Noah Primeval tells the story of the final days of the human rebellion against God before the flood. Noah’s family is under assault and eventually separated by the bloodlust of the idolatrous human (and not-quite-human) warring tribes of his day; he struggles to keep his faith in Elohim, the one true God, especially as his losses mount. Blood-lust, orgies, idol worship and violence – lots and lots of violence – fill the world in which Noah and his family live. Noah is not serenely building his ark and gathering animals two-by-two as the story opens:
(Noah) walked upright and kept separate from the pollution of the city gods who came from heaven and sought to mix their blood with humanity. Noah’s tribe and the other human tribes of the West refused to worship these pretenders to the throne of Elohim, and refused to participate in their corrupting sorceries.
But this was not enough for Noah. Though he knew Elohim was Lord of creation, he sometimes felt that there was little difference between the servitude Elohim expected and the servitude that the city gods demanded of their subjects. A god was a god after all, and in either case man was a servant.
Noah did not like being a servant. He yearned for freedom in his breast.
Freedom for Noah came at a very high cost. Nephilim assassins – half-man, half-god – were sent by the ruling god and goddess of the land to consolidate their power and kill the Chosen One, Noah, to foil the revelation of the one true God. The rotting culture and the supernatural characters and practices of these gods and their “associates” scattered Noah’s family and forced him to action.
Godawa really knows how to tell a story! The epic nature of Noah’s journey hints at Tolkien’s Lord Of The Rings without being derivative. I could not stop clicking through the 268 pages of Noah Primeval (I read the Kindle version, which is my favorite way to read fiction), and I am not even a fan the speculative fiction/fantasy genre.

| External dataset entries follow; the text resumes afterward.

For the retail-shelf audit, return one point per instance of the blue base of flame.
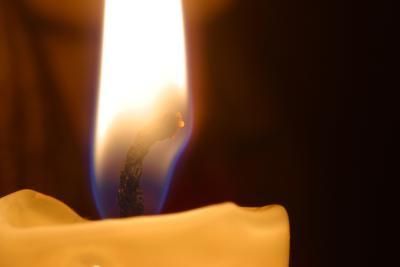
(112, 188)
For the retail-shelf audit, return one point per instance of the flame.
(143, 75)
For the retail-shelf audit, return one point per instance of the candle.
(143, 77)
(37, 230)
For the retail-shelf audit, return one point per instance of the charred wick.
(130, 195)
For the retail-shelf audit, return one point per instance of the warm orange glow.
(143, 75)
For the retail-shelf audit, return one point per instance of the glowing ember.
(143, 77)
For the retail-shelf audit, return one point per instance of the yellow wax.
(38, 230)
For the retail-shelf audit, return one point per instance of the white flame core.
(143, 54)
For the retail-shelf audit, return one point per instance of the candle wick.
(130, 195)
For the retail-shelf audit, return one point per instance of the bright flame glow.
(143, 75)
(143, 54)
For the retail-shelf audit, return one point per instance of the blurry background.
(281, 113)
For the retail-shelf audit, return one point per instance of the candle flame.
(143, 75)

Even though Bible readers already know how Noah’s story goes, I’d guess that few of us have ever spent much time imagining his life “pre-ark”. Godawa’s narrative shattered my own un-considered illustion that Noah and his family were living in some isolated valley building the ark for 120 years before the rain started falling and falling and falling. Though I enjoyed the story, the non-fiction reader in me especially appreciated the nearly 100 pages of appendices at the end of the book. He includes extremely well-researched discussions providing an overview on current academic thinking about the Sons of God, Nephiliim, Leviathan, and Mesopotamian Cosmic Geography in the Bible. (The latter is just about worth the price of the whole book, in my opinion.) These appendices helped me think through the truths in the fiction I’d just finished reading.
If you’re a spec fiction/fantasy fan, I’d definitely recommend Noah Primeval to you. And if you’re not, you may just want to add this to your reading list anyway.
*I received a review copy of this book from the author.